Categoriearchief: Uit de nalatenschap

Momenteel werkt Mario Molegraaf aan de biografie van Hans Warren. Op zijn ontdekkingstocht door het leven van Warren stuit hij regelmatig op interessante vondsten. Op de eerste dag van elke maand deelt hij zo’n vondst met de bezoekers van onze website.

Uit de nalatenschap van Hans Warren – deel 32: Struisvogel (deel 2)

Momenteel werkt Mario Molegraaf aan de biografie van Hans Warren. Op zijn ontdekkingstocht door het leven van Warren stuit hij regelmatig op interessante vondsten. Op de eerste dag van elke maand deelt hij zo’n vondst met de bezoekers van onze website.

Je kunt Hans Warren met allerlei vogels vergelijken, ook een beetje met de struisvogel. Hij kon alles weten over zijn vader en de bezetting, maar wilde er niets over weten. Na de oorlog heeft hij zich voor zijn vader ingezet, zo stelde hij begin 1946 een brief voor hem op. Iedere kans greep hij aan om zijn vader, of eigenlijk zijn ouders (zijn moeder had haar man kennelijk een Duitse gezindheid opgedrongen), te verdedigen. Intussen heeft hij struisvogel gespeeld. Zijn vader raakte zijn betrekking kwijt, verloor zijn vermogen, is meer dan een jaar geïnterneerd geweest. Een onevenredig zware straf, dat staat ook voor mij vast. Maar wat kon men Piet Warren verwijten? Zijn zoon zwijgt, zelfs zijn Geheim dagboek was niet geheim genoeg voor zijn schaamte, maar we hebben bijvoorbeeld de krant. We lezen in het bericht van 9 februari 1948, een paar dagen na de zitting van het Tribunaal, over de Nederlandsche Volksdienst, waarvan Piet Warren een half jaar buurtschapshoofd is geweest. Dat was een door de Duitsers opgerichte instelling voor sociaal werk, met de asociale merkwaardigheid dat onder meer gehandicapten en bejaarden niet voor hulp in aanmerking kwamen. Het Technisch Gilde was, net als bijvoorbeeld het Studentenfront, het Front van Nering en Ambachten en het Medisch Front, een al even dubieuze organisatie, onder auspiciën van de N.S.B. Piet Warren bracht door een brief dorpsveldwachter A. de Korte in problemen. De man werd verhoord door een Duitse politieofficier. Niet onlogisch dat De Korte terugsloeg toen hij later als wachtmeester van de Koninklijke Marechaussee onderzoek deed ‘contra P. Warren (…) terzake van zijn onvaderlandslievende houding gedurende de Duitsche Bezetting’. Vader Warren hoefde van het Tribunaal niet terug naar de cel. Wel ontzegde men hem het kiesrecht en het recht om ambten te bekleden. Die rechten kreeg hij trouwens twee jaar later terug. Zeeland was in de herfst van 1944 bevrijd, met de uitspraak op 19 februari 1948 kwam een eind aan de oorlog voor de familie Warren. De hoofden, van alle drie, bleven hardnekkig in het zand gestoken.

Mario Molegraaf

Uit de nalatenschap van Hans Warren – deel 31: Struisvogel (deel 1)

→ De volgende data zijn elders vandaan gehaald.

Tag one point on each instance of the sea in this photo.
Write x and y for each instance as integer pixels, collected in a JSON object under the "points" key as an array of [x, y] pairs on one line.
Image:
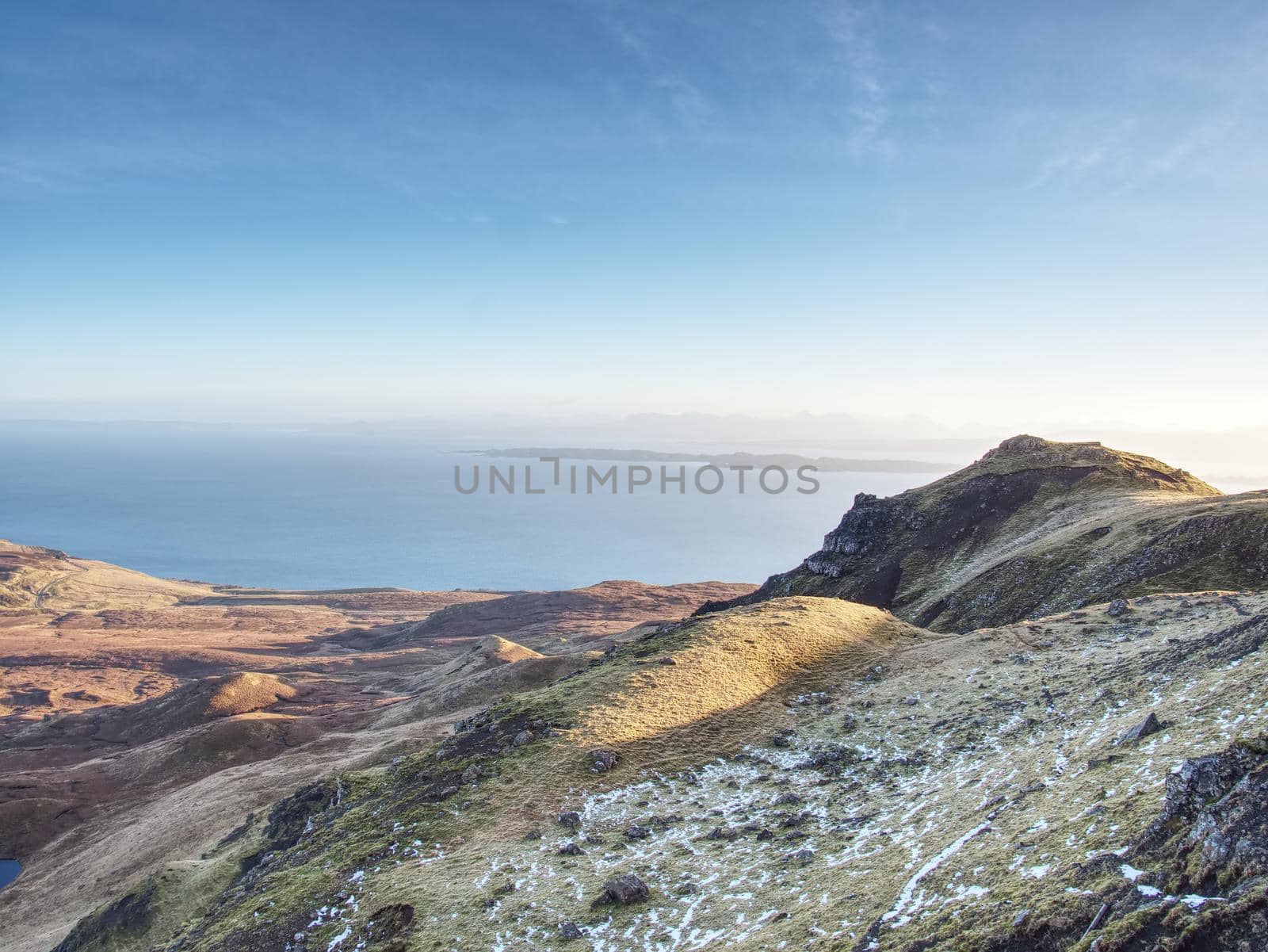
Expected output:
{"points": [[300, 509]]}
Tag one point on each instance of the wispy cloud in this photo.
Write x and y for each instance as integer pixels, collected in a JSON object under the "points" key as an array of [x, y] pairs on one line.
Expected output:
{"points": [[853, 29]]}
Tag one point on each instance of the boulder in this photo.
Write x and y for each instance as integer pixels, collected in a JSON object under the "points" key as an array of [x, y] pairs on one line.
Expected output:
{"points": [[602, 761], [623, 890]]}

Momenteel werkt Mario Molegraaf aan de biografie van Hans Warren. Op zijn ontdekkingstocht door het leven van Warren stuit hij regelmatig op interessante vondsten. Op de eerste dag van elke maand deelt hij zo’n vondst met de bezoekers van onze website.


‘10 uur te Goes. Tr.’ Meer staat er niet op wat misschien de belangrijkste dag in zijn leven was. Geen hoogtepunt trouwens, maar een dieptepunt in het bestaan van Hans Warrens vader. Piet Warren hield geen dagboek bij, maar er bleef één zakagenda van hem bewaard, juist over het beslissende jaar 1948. De meeste dagen bleven blanco, maar 5 februari niet. Veertien dagen later is er een al even cryptische notitie: ‘Hans ’s middags de Advocaat opbellen.’ Het Tr. staat voor Tribunaal, dat op 5 februari 1948 een zitting aan de zaak van Piet Warren wijdde en op 19 februari uitspraak deed. Zijn zoon doet de zitting, waarbij hij nota bene als getuige optrad, in zijn dagboek in een paar zinnen af. Hij heeft het enkel over het onwaardige optreden van zijn vader, ‘die zich ridicuul maakte door onhandige en verwarde gezegden’. Over de uitspraak, waarover hij dus waarschijnlijk zelf heeft getelefoneerd, blijft het in het dagboek helemaal stil. De vraag was wat Piet Warren in de bezettingsjaren precies had misdaan. Ook over die feiten vind je in de dagboeken van zijn zoon, de gepubliceerde versie én de oorspronkelijke versie, geen woord. De hele historie is een soort zwart gat in zijn leven en in die levensboeken. Allerlei dingen werden erdoor beheerst. Maar op de plaats waar de verwoestende kracht vandaan kwam, is alleen leegte. Dat zwarte gat sleurde maar door. De opstelling van zijn vader tijdens de oorlog bleef Hans Warren altijd teisteren. Ik herinner mij zijn emotie toen in april 1987 een brief werd bezorgd van dr. L. de Jong, op papier van het Rijksinstituut voor Oorlogsdocumentatie. Een brief met een inlichting over zijn vader. Hans Warren antwoordde meteen. ‘Ik kon niet erg goed met mijn vader overweg,’ bekende hij, ‘maar hij was een door en door goed mens die nooit iemand kwaad heeft berokkend.’ Vond het Tribunaal in februari 1948 dat ook? – wordt vervolgd.

Mario Molegraaf

Uit de nalatenschap van Hans Warren – deel 30: P.J. Meertens

Momenteel werkt Mario Molegraaf aan de biografie van Hans Warren. Op zijn ontdekkingstocht door het leven van Warren stuit hij regelmatig op interessante vondsten. Op de eerste dag van elke maand deelt hij zo’n vondst met de bezoekers van onze website.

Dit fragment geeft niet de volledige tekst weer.